Strikes are about exerting economic and political pressure from those most effected by them for the parties to either go back to the bargaining table or settle their dispute with the help of mediation or even binding arbitration.
Why not bring in Vince Ready, to let him work his magic once again?
Probably, because he’s already tipped his hand about what he thinks is fair and the NDP government won’t like that.
Why is COLA such a bogeyman?
The LDB pickets hardly rise to the level of a catastrophic and widespread economic collapse of an industry or a community that the BCGEU’s legal opinions agrees would likely engage the “welfare” language in section 72 of the Labour Relations Code.
Many, if not most, strikes indirectly impact third parties negatively.
Forest industry strikes, for example, can have hugely negative repercussions for the entire housing and construction industry, for value-added manufacturers, for the newspaper industry, and more.
No matter how badly people might want to buy and drink their preferred types of alcohol, it’s not the end of the world having to make do with “only” beer or B.C. wine.
Not at home. Not in restaurants, bars or pubs. And not even if that’s all that’s available for retail sale at private liquor stores.
In any case, instead of directing public anger at the BCGEU, the media might instead call out the Horgan government for its hypocrisy and unfair resistance to COLA.

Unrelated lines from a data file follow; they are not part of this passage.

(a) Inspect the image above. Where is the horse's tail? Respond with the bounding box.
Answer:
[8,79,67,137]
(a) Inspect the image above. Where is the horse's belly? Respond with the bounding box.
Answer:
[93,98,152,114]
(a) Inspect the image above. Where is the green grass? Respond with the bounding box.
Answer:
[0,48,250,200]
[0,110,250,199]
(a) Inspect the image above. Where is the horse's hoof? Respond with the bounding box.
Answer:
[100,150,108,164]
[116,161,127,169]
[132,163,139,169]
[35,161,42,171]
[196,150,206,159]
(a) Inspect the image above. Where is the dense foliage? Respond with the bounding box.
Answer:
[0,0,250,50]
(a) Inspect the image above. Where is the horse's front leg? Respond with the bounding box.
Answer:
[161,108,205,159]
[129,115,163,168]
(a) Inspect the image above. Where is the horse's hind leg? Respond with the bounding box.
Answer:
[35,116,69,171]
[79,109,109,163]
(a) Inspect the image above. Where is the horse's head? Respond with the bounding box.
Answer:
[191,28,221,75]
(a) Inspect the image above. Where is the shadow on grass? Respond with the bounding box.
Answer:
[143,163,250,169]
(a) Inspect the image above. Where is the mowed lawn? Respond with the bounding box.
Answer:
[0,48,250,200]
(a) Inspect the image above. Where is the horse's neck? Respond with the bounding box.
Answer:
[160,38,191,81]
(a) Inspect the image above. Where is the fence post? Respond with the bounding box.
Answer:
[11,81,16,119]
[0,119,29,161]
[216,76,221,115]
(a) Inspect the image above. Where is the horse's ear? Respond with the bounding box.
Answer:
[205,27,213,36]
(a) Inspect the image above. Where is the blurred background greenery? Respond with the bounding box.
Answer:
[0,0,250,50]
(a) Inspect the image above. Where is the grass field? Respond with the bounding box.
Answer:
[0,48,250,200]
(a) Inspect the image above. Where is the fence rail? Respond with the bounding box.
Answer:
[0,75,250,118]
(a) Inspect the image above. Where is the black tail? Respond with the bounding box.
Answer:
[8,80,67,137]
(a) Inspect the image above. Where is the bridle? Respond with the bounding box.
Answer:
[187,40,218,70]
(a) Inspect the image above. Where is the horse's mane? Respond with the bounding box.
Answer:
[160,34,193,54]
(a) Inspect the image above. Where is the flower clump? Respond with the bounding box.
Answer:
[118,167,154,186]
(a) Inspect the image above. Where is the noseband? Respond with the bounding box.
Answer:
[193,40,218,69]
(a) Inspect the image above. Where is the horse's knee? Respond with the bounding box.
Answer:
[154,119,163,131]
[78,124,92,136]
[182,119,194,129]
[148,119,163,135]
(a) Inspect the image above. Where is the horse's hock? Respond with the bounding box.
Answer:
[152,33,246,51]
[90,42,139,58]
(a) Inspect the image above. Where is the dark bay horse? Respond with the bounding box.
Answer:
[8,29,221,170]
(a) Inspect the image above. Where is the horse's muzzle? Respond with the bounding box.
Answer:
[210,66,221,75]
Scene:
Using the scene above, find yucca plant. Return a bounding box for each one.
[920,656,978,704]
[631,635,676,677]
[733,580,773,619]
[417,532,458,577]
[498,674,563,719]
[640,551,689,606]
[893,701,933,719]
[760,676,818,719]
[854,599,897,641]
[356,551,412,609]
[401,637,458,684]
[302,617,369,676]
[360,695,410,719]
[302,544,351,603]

I don’t see Horgan offering to give up and pay back his retroactively self-authorized annual $10,000 cabinet salary bump, or the $5,600 annual raise his cabinet gave itself.

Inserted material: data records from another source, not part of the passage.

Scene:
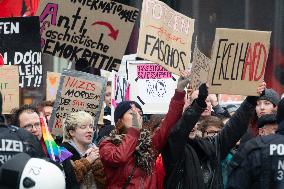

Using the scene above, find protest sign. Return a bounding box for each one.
[137,0,194,74]
[208,28,271,96]
[49,70,106,135]
[0,17,42,88]
[191,44,212,91]
[128,61,178,114]
[0,66,19,114]
[37,0,139,71]
[46,72,61,101]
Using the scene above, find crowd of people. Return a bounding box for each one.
[0,71,284,189]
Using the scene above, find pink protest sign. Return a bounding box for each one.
[137,64,172,79]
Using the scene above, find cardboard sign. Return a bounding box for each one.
[37,0,139,71]
[208,28,271,96]
[0,17,42,87]
[46,72,61,101]
[191,45,212,91]
[49,70,106,135]
[137,0,194,74]
[0,66,19,114]
[128,61,178,114]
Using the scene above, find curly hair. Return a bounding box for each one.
[63,111,94,142]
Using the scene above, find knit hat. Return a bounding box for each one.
[226,104,238,113]
[257,89,280,106]
[276,98,284,124]
[257,114,276,128]
[114,101,142,123]
[0,92,5,123]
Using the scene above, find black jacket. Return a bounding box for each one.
[163,97,256,189]
[0,122,45,166]
[227,121,284,189]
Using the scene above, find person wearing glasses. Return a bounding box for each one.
[12,105,42,140]
[199,116,224,137]
[61,111,105,189]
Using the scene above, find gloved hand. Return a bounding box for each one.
[177,70,190,91]
[246,81,266,106]
[196,83,208,108]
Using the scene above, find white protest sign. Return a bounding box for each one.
[128,61,178,114]
[37,0,139,71]
[0,65,20,114]
[49,70,106,135]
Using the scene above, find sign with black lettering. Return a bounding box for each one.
[46,72,60,101]
[208,28,271,96]
[37,0,139,71]
[128,61,178,114]
[191,42,212,91]
[0,17,42,88]
[49,70,107,136]
[0,65,20,114]
[137,0,194,74]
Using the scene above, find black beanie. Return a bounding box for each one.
[276,98,284,124]
[257,114,276,128]
[257,89,280,106]
[114,101,142,123]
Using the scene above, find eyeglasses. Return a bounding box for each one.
[79,124,95,130]
[205,131,219,136]
[23,122,40,131]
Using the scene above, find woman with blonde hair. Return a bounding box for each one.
[61,111,105,189]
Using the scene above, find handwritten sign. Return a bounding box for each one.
[0,66,19,114]
[209,28,271,96]
[46,72,61,101]
[49,70,106,135]
[0,17,42,88]
[191,45,212,91]
[128,61,178,114]
[137,0,194,74]
[37,0,139,71]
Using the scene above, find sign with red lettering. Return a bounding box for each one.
[127,61,178,114]
[208,28,271,96]
[137,0,194,74]
[0,65,19,114]
[0,16,43,88]
[46,72,61,101]
[49,70,106,135]
[37,0,139,71]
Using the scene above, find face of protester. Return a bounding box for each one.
[19,111,42,139]
[42,106,53,121]
[201,97,212,116]
[255,100,277,117]
[258,124,278,136]
[105,86,111,107]
[121,105,142,128]
[203,125,221,137]
[69,119,94,146]
[189,122,202,139]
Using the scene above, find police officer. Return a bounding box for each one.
[227,99,284,189]
[0,92,44,166]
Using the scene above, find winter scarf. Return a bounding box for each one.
[110,129,157,175]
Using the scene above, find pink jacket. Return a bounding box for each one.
[100,90,185,189]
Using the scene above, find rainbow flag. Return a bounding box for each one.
[40,117,73,163]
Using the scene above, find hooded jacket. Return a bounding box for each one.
[163,97,256,189]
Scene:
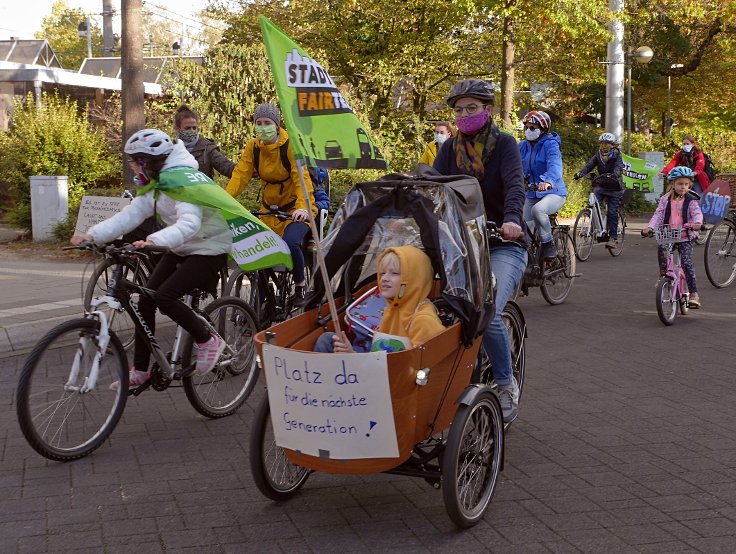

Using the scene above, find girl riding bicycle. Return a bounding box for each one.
[641,166,703,308]
[71,129,232,388]
[227,104,317,297]
[519,111,567,260]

That would be true leadership in his bid to convince public-sector workers to settle for a one-time $2,500 signing bonus.
I don’t see him, or his NDP caucus, or for that matter, any MLAs offering to suspend their annual COLA pay hikes. That, too, would be more persuasive leadership in trying to convince the BCGEU to give up its fight for that same inflation protection.

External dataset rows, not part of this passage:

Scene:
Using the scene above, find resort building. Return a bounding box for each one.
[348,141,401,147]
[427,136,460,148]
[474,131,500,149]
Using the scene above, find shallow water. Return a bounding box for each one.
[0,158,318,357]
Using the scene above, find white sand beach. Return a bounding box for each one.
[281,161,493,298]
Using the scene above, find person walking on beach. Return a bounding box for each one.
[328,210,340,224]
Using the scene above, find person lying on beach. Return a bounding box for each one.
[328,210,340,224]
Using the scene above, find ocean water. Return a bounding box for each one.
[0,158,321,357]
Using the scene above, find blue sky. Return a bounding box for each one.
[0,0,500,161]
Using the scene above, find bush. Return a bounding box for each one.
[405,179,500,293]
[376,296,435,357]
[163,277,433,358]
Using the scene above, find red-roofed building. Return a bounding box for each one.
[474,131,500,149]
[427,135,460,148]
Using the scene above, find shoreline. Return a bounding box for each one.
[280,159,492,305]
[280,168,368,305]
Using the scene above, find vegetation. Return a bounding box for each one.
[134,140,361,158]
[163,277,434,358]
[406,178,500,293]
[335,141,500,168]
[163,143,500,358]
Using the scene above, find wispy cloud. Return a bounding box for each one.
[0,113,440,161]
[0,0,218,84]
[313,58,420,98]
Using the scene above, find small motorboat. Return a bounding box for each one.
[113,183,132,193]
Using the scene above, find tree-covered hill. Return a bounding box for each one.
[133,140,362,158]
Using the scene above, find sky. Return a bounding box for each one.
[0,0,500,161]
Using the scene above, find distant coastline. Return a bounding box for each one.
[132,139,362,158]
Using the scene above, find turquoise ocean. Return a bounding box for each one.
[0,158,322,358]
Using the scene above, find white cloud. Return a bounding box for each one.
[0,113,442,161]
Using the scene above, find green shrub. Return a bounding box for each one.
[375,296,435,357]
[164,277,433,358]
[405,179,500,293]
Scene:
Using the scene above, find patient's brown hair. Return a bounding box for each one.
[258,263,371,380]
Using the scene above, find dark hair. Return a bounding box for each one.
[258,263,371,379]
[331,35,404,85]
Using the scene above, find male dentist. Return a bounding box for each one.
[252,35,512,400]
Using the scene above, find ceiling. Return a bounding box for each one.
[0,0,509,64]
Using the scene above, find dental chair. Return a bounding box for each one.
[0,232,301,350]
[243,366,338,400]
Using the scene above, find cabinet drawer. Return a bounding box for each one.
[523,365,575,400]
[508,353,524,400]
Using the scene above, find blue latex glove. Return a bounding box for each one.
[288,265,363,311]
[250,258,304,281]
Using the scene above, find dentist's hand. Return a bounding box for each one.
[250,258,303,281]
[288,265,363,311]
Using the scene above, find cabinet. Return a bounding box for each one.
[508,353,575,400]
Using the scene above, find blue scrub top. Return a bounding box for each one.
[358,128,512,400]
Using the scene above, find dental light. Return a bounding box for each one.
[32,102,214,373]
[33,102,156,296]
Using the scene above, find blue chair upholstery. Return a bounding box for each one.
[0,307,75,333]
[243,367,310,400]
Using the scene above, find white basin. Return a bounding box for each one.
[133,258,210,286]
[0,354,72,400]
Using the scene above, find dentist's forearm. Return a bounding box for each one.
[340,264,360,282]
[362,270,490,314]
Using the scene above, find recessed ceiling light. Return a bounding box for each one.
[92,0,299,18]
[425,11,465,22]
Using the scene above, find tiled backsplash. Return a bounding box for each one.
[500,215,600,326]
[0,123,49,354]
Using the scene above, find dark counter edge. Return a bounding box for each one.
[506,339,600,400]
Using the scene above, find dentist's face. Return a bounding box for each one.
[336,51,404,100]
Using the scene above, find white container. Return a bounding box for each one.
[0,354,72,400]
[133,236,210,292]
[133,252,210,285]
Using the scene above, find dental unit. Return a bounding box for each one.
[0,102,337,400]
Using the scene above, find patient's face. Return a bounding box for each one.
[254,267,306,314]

Today, the BCGEU escalated its job action by “calling on members to refuse all non-emergency overtime. The overtime ban will not apply to BCGEU members employed in BC Wildfire Service for the duration of the current wildfire season.”
So, please, spare me the sob stories about how “unreasonable” the BCGEU and all public-sector workers are being by wanting fair inflation-protected wage lifts.
With so many critical public services now all starved for skilled workers, paying them a bit better with some form of COLA is a no-brainer.
Arguments to the contrary are enough to drive me to drink.
Fortunately, I’ve still got a few bottles of nice single malt Scotch stashed away for this metaphorical rainy day that anyone could have seen coming from as far back as last spring, when collective bargaining began.